16:28-31 – In the end, God sees the humility of Samson, as he pleads to the Lord for one last infusion of strength in the words, “O Lord God, please remember me and please strengthen me just this time, O God” (16:28). However, there is still the hint of pride in his voice when he closes his prayer thus, “That I may at once be avenged of the Philistines for my two eyes.” With that, God gives him the strength to pull down the two most load-bearing pillars of the temple of Dagon, killing around 3,000 Philistines in the process. Ruins of Philistine temples in southwestern Palestine have been found, and true to the story of Samson, they were designed to be supported by primary beams near the center of the structure.

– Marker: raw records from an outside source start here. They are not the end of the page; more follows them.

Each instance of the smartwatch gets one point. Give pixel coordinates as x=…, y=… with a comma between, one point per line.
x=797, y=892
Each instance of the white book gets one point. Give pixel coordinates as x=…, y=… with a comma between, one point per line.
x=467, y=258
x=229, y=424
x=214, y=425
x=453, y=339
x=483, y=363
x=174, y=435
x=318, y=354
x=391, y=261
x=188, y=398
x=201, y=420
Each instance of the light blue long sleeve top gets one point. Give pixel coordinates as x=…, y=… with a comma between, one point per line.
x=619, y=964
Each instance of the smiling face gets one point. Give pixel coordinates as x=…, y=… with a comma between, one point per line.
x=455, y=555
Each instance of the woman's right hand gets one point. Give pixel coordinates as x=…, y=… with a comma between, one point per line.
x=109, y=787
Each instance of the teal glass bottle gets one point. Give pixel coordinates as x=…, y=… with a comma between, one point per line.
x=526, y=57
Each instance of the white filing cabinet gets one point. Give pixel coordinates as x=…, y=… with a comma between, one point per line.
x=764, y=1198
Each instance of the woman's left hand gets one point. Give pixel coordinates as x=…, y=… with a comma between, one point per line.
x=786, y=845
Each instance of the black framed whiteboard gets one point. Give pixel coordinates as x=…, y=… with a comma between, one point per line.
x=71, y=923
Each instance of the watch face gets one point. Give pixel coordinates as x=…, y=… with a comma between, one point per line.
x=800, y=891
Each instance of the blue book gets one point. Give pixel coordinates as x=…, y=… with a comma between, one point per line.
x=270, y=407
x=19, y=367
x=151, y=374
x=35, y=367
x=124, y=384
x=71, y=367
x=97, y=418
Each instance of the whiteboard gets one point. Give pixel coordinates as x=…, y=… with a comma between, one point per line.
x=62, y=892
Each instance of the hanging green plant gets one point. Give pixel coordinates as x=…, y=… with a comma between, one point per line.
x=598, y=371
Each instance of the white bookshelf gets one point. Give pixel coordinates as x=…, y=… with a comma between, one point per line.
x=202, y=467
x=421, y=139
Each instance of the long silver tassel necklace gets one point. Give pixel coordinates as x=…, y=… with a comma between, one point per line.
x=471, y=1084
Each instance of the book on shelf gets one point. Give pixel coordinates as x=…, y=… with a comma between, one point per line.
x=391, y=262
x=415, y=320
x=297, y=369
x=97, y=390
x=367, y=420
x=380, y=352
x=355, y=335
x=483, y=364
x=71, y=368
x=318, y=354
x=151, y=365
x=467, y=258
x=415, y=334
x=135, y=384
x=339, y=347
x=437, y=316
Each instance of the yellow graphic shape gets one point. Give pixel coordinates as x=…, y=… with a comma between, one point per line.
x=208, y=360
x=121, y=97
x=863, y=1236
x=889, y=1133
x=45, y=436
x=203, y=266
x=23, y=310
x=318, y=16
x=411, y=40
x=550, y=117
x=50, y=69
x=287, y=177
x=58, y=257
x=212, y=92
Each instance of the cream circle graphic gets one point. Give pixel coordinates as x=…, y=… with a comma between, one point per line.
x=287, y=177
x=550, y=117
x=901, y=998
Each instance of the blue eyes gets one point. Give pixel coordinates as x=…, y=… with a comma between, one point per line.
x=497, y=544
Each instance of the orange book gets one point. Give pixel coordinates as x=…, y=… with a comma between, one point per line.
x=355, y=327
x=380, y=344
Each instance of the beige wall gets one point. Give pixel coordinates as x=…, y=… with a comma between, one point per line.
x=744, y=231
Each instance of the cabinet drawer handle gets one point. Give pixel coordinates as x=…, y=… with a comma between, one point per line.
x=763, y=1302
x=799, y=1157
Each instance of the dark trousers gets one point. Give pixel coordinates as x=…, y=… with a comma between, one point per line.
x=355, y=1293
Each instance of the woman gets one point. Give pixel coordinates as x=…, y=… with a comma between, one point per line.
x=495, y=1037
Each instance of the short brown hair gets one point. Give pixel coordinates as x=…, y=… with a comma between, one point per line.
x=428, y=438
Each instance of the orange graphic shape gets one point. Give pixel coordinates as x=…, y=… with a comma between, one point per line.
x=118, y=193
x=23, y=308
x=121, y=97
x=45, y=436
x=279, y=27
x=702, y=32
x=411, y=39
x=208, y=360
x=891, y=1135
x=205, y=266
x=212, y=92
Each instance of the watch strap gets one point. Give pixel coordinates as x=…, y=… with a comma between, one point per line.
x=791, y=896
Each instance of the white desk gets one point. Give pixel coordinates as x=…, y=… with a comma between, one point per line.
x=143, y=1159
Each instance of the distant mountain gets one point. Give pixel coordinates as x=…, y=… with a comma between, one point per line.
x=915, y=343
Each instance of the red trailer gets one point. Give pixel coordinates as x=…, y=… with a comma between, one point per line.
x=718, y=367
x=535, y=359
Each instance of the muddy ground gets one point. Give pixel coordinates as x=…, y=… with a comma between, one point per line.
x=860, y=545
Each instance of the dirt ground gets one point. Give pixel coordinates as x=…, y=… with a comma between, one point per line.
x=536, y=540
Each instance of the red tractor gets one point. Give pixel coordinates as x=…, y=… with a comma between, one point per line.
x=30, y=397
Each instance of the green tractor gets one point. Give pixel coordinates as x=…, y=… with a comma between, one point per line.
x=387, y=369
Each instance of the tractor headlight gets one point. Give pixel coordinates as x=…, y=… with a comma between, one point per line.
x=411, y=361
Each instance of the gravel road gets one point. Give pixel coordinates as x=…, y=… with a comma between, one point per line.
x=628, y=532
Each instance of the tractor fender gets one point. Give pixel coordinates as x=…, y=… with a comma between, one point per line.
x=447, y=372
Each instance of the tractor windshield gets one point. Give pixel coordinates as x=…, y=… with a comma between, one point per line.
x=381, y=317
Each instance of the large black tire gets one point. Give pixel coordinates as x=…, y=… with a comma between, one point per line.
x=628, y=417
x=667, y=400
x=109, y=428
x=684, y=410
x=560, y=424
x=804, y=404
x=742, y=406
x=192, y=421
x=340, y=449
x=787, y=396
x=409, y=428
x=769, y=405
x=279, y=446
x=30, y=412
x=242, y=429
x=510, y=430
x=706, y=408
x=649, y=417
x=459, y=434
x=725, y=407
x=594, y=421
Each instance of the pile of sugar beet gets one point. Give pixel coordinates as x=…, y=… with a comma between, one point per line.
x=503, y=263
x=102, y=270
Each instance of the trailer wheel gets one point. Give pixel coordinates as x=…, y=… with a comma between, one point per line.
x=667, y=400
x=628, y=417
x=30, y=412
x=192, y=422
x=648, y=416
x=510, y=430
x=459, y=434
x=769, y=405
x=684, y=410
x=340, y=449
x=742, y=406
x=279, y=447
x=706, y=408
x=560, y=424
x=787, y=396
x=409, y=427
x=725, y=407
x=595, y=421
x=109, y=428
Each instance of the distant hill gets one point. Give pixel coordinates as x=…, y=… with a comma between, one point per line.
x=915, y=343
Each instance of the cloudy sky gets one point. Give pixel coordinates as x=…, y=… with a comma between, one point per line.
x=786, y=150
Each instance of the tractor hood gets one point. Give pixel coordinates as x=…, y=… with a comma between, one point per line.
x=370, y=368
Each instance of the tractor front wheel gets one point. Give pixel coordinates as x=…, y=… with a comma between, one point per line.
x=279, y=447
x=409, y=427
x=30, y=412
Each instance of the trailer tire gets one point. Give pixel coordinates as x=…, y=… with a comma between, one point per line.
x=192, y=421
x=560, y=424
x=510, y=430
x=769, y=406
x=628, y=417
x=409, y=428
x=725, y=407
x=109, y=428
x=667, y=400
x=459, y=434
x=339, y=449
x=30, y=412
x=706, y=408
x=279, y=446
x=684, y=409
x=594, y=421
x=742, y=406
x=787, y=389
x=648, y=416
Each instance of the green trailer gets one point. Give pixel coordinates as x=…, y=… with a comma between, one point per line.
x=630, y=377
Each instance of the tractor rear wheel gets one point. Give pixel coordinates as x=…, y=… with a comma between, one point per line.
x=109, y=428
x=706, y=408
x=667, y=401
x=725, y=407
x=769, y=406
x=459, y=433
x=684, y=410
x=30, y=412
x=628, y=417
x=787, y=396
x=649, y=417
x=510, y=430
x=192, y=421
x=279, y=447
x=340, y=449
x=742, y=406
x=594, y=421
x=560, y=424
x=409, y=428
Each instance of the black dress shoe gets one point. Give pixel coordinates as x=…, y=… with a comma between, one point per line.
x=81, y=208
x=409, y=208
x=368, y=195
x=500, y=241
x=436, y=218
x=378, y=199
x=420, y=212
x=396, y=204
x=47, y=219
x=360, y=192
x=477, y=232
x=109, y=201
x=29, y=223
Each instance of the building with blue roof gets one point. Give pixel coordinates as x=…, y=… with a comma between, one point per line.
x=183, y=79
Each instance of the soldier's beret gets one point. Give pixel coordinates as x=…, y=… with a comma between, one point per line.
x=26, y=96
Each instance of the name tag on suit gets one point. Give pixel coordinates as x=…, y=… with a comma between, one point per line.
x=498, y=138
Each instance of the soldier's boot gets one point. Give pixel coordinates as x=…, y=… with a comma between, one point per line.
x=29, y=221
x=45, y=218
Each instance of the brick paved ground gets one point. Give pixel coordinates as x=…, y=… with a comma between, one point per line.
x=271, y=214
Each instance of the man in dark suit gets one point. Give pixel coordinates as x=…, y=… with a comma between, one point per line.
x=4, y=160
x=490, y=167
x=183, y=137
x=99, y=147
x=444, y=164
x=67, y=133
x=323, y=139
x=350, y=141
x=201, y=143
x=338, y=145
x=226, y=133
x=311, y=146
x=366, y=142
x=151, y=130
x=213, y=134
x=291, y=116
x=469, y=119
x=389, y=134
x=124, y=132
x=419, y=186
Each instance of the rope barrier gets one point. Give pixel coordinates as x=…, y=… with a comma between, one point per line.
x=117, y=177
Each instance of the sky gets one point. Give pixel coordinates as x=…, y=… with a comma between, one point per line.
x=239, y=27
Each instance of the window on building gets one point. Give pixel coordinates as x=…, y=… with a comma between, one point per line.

Who but God knows whether or not Samson will stand justified on the day of judgment. Perhaps his spirit was so jaded by hatred and vengeance that, even in death, all he could think about was revenge. On the other hand, he may have changed greatly while in prison, and finally learned to trust in the Lord with all his strength – a phrase which holds great meaning when we consider Samson.
The lessons for us today are simple but immensely valuable. Samson was a man with a nature like ours. Today, we experience all of the same temptations, fears, and weaknesses as him. He handled his temptations poorly, giving in to his immoral desires and allowing pride to blacken his spirit. But God uses unrighteous men, too, to fulfill and complete His will in this world. Samson may not have been much of a role model, but he certainly did his job well. But here is a thought: if Samson accomplished such amazing feats, even while embroiled in sins, just imagine what he could have done if he had placed more trust in God and lived a more faithful life!
Our righteousness is not based on the strength of our abilities and our potential, but how we use our abilities to glorify God!